Jugée éphémère, conjoncturelle, opportuniste, voire contre-nature, au gré des humeurs et des opinions, l’alliance conclue par LO et la LCR à l’occasion des élections européennes ne se voyait pas prédire un grand avenir. Son terme était donné d’avance : au soir du 13 juin chacune des deux organisations révolutionnaires irait de nouveau son chemin. Peu croyaient en la possibilité d’un prolongement. Encore moins militaient réellement pour.

Il est vrai qu’elle venait après une décennie durant laquelle LO et la LCR s’étaient mutuellement ignorées. Il est vrai que sa nécessité s’est d’abord imposée à cause du système de scrutin des européennes et l’obligation de passer la barre des 5 % pour avoir des élus et obtenir un remboursement. Il est vrai surtout que les différences de stratégie, de tactique ou de style d’intervention rendent l’idée d’une fusion dans un même parti impensable sans changements d’envergure, que les élections avaient peu de chance d’amener... et qu’elles n’ont pas amenés.

L’alliance LO-LCR confirmée

Au lendemain des élections les militants des deux courants qui publient Convergences Révolutionnaires, minorités de la LCR et de LO qui ont milité depuis longtemps pour le rapprochement et la collaboration, peuvent enregistrer avec satisfaction la volonté nouvelle manifestée par leurs deux organisations de le poursuivre.

Nous n’avons pas plus que d’autres de garanties sur l’avenir de l’alliance LCR-LO. Il dépend non seulement du maintien de cette volonté nouvelle mais des évènements à venir et du climat social et politique. A ses détracteurs, car il y en a toujours, il faut pourtant faire remarquer que les raisons qu’ont LO et la LCR de maintenir leurs liens, sinon de les approfondir, ne sont ni électoralistes ni conjoncturelles.

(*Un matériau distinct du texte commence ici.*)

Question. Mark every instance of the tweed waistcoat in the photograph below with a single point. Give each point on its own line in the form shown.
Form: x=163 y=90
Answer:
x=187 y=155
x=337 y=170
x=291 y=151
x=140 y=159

Le résultat des européennes est une de ces raisons. La liste commune ayant passé la barre des 5 % et ayant cinq élus LO et LCR au Parlement européen, ceux-ci et leurs organisations sont confrontés à la responsabilité de répondre mutuellement de l’attitude et de la politique des élus de l’autre organisation. Ils se sont présentés ensemble et sur une plate-forme commune devant les électeurs. Comme nous l’écrivions dans le numéro précédent de cette revue, numéro de mai-juin, l’engagement de former un groupe (sinon officiel, car le nombre d’élus est insuffisant, du moins de fait) et de se concerter systématiquement est bien le moindre qui devait être pris dans ces circonstances. LO et la LCR l’ont pris. Cela ne garantit pas la politique qui sera défendue. Mais cela a valeur de symbole. C’est une sorte d’engagement non seulement pour les élus mais pour les deux organisations toutes entières de continuer ensemble sur la lancée des élections. Comment serait-il possible de former un même groupe, se concerter systématiquement, défendre une politique commune chaque fois que c’est possible au Parlement européen, mais pas possible partout ailleurs, en particulier sur les autres terrains d’intervention bien plus importants du point de vue des révolutionnaires ?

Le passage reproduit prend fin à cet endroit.